Safety-Critical Rust Consortium
In June, the foundation announced a new group dedicated to the responsible use of Rust in safety-critical software, hosted by the Rust Foundation. Founding participants and foundation members of the Safety-Critical Rust Consortium include founding participants and Rust Foundation members AdaCore, Arm, Ferrous Systems, HighTec EDV-Systeme GmbH, Lynx Software Technologies, OxidOS, TECHFUND, and Veecle, as well as TrustInSoft and Woven by Toyota.
The primary objective of this group is to support the use of the Rust programming language in safety-critical software — systems whose failure can impact human life or cause severe environmental or property harm.
Rust, C++ Interoperability
In February, the Rust Foundation announced a new effort to improve the state of interoperability between the Rust and C++ programming languages, made possible through a $1M contribution from Google, a Platinum Member of the foundation.
In June, Jon Bauman joined the Rust Foundation as its Rust-C++ Interop Engineer and began working on the structure and vision of the Interop Initiative. A summary and outline of this initial research are being developed, including a problem statement about the state of Rust-C++ interoperability, an outline of impacted groups and sectors, and a list of short and long-term goals for the initiative.
Rust Security Initiative
Meanwhile, the Security Initiative focused on supply chain security, crates.io token security, threat modeling, and developing security tools like Painter and Typomania.

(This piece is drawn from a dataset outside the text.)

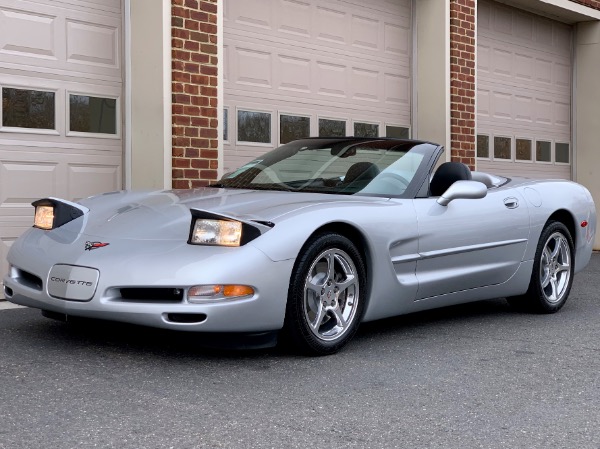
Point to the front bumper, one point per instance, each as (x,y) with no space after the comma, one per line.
(161,264)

“Rust is rightfully seen as a secure language and ecosystem. So we like to try to stay ahead of potential security issues that could arise in the future,” Marcey said. “Some of the projects that the Foundation is working on like Painter and Typomania try to tackle these potential issues head on where we try to understand the potential pathways if vulnerable code arises or if people try to typosquat crates.”
Rust Language Spec
Progress on the Rust Language Specification includes appointing a team lead and hiring a specification consultant.
“The Rust Project and its awesome maintainers are innovating the language every day,” Marcey said. “They recently released their Project goals for the rest of 2024 and into 2025 which provides a nice accounting of where the language priorities are.”
In addition to Google’s contribution of $1M, the foundation received contributions from Microsoft also for $1M, $460,000 from the Alpha-Omega Project for the Security Project, and $100,000 from Lambda Class.
Moreover, infrastructure support was provided by various organizations, including AWS, Fastly, GitHub, Google Cloud, and Microsoft Azure. The report acknowledged the collaborative efforts between the Rust Foundation, Rust Project teams, and various corporate supporters in advancing the Rust initiatives.